Umeofia listed key government polices that would force the company to rescind it’s shutdown decision to include access to forex from the Central Bank of Nigeria (CBN) to import raw materials and machine spares, while the Standard Organisation of Nigeria (SON) and NAFDAC will have also taken concret steps to end the import and dumping of substandard tomato paste in Nigeria which he said disrupted efforts to sell locally processed tomato paste.
“The CBN has refused to give us forex to import machinery, machine spare parts and our raw materials to be used for production of Nigerian fresh tomatoes into paste,” said Umeofia.
“The CBN, like NAFDAC is against my business because while they refuse me forex, they are approving intervention loan and forex to companies mostly owned by foreigners to import the same finished tomato paste and other items like frozen fish, fish heads and super market items that we don’t need at all or we can produce better in Nigeria.
“We are running our business relying on the dollars that we source from the parallel market at the exchange rate of over, 450 to a $1.
“In view of the above, Erisco Foods will be forced to relocate our operations to a country where there is a conducive and favourable environment for tomato paste manufacturing if within 30 days from now nothing significant is done by the government to address these issues raised by us.
“We intend to manufacture from outside, export and sell in Nigeria. It will be more profitable to us that way. Against this back also about 1,500 of our 2, 520 staff will be laid off because we can’t sustain the huge staff strength given the shift in our new production policy.
We however assure our consumers that the same products will be made available to them though manufactured by us in other countries as done by all other brands of tomato paste in the Nigerian market today since that is what Nigerian government wants,” he added.
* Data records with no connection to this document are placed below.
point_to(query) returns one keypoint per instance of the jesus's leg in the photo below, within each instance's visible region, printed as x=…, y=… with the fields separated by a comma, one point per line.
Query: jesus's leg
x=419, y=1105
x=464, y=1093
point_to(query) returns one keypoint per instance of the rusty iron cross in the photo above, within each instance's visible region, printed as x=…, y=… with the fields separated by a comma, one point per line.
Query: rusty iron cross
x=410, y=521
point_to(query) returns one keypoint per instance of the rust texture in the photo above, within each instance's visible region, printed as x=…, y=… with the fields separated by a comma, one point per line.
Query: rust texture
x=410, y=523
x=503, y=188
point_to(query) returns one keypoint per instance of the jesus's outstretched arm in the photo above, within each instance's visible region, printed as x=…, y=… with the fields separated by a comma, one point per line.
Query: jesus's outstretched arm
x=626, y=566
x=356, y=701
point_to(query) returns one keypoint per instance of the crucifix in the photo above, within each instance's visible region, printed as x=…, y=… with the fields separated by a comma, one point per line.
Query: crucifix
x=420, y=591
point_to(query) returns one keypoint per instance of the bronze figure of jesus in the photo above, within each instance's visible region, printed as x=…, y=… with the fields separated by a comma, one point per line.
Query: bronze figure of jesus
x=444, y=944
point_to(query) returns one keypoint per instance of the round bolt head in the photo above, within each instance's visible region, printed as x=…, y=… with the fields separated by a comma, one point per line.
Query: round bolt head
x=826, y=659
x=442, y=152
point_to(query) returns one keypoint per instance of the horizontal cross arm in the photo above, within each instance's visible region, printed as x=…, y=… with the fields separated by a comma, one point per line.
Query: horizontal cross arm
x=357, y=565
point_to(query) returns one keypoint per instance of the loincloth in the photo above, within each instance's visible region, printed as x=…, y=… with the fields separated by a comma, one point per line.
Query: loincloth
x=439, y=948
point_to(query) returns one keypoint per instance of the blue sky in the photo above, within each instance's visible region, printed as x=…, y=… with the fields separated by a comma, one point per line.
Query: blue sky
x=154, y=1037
As the press conference was going on, some staff who got wind of the planned sack staged a peaceful protest outside urging the management not to shut down and imploring the Federal Government to assist the company stay afloat.
Mr. Ezeugwa Obinna, a Maintenance Manager with the company who addressed the media on behalf of the workers said sending about 1,500 workers into the labour market would compound the unemployment woes in the country. “We are begging President Buhari, Governor Ambode, the CBN, NAFDAC, the Ministers of Employment, Industry Trade and Investment to step in and assist protect our jobs,” Obinna added.